Chapter 6 Sampling, the Basis of Inference
6.7.2 Confidence Intervals for Proportions
Just like we may like to know the population mean of something (like the average annual income above), we might want to know the population proportion of something else (like, say, the proportion of Canadians working part time). Population proportions are, like population means, parameters that can be estimated.
The principle of estimating a population proportion through a confidence interval is the same as estimating the mean — we need a standard error for creating error bounds around the sample statistic (in this case, the proportion).
The question, however, is how to calculate the standard error of a proportion. After all, the CI formula requires the use of a standard deviation; a standard deviation that proportions do not have (as the dispersion measures we studied are only applicable to interval/ratio data, if you recall from Section 4.4 (https://pressbooks.bccampus.ca/simplestats/chapter/4-4-standard-deviation/). Thus, calculating the mean and the standard deviation of an interval/ratio variable is all well and good but what do we do with proportions, considering that they relate to categories, not numerical values?
In fact, there is a way to measure dispersion in a binary distribution (i.e., where there are only two categories/outcomes, e.g., employed vs. unemployed, women vs. men, undergraduate vs. graduate students, heads vs. tails, approval vs. disapproval, yes vs. no, success vs. failure, etc.).

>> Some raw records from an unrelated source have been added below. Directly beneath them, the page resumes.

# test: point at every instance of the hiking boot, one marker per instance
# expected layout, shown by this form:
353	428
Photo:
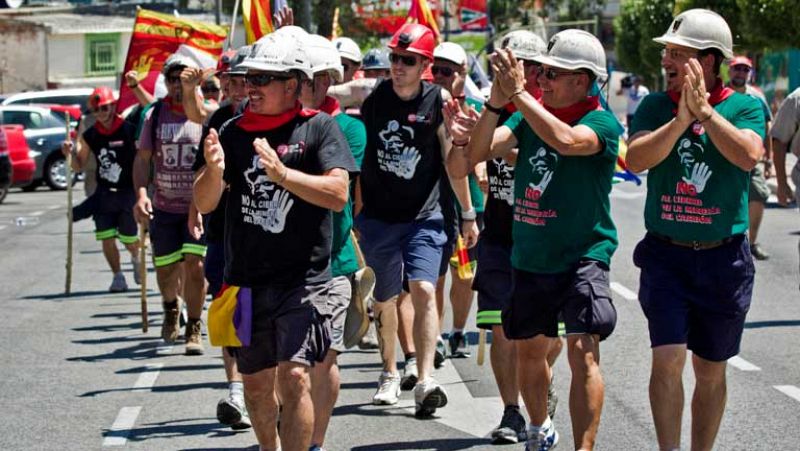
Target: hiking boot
118	284
758	252
410	375
441	353
458	346
511	427
170	328
428	396
232	412
137	273
194	337
388	389
541	439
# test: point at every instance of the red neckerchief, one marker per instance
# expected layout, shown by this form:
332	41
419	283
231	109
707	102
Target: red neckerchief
717	95
254	122
330	106
115	125
573	113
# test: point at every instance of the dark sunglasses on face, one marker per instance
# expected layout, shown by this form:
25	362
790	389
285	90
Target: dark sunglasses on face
407	60
445	71
264	79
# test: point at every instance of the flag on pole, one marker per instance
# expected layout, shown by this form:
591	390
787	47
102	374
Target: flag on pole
257	19
155	37
420	12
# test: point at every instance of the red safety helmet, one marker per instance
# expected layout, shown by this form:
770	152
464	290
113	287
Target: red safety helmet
741	60
414	38
102	95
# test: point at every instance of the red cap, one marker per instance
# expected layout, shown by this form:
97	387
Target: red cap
414	38
102	95
741	60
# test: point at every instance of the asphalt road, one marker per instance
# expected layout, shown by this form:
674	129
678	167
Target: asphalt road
77	373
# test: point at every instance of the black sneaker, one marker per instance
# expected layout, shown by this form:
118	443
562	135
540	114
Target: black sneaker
458	346
758	252
511	427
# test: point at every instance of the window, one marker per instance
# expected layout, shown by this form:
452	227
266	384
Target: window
102	54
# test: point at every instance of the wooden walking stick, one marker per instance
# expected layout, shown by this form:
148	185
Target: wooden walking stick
143	273
68	284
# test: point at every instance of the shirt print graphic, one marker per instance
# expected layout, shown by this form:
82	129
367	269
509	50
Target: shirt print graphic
267	205
109	169
397	154
685	206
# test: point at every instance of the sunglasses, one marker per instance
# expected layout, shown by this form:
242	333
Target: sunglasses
264	79
551	74
406	60
445	71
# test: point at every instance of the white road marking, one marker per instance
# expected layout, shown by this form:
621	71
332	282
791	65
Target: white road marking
623	291
789	390
148	378
742	364
117	435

Unlike interval/ratio variables (which usually have an approximately normal — and continuous –distribution), such a binary distribution is a discrete distribution.
Since the standard deviation is off the table, here is an example to demonstrate the logic underlying the measurement of variability of proportions.
Example 6.6 Variability Through Clothing
Imagine you have a friend who is partial to the colour black so much so that they always wear a monochromatic, all-black outfit. Then one day you notice your friend is wearing a single article of a different colour, say, dark purple. Arguably, that’s more variability than wearing all-black, but the outfit will still be predominantly black. Then on the next day, there are two pieces of purple amid all the black, then three, then four, and so on. At what point would your friend’s outfit stop being “predominantly black” and would become “predominantly purple”? And what would happen eventually, if the exchanging-black-for-purple trend continues?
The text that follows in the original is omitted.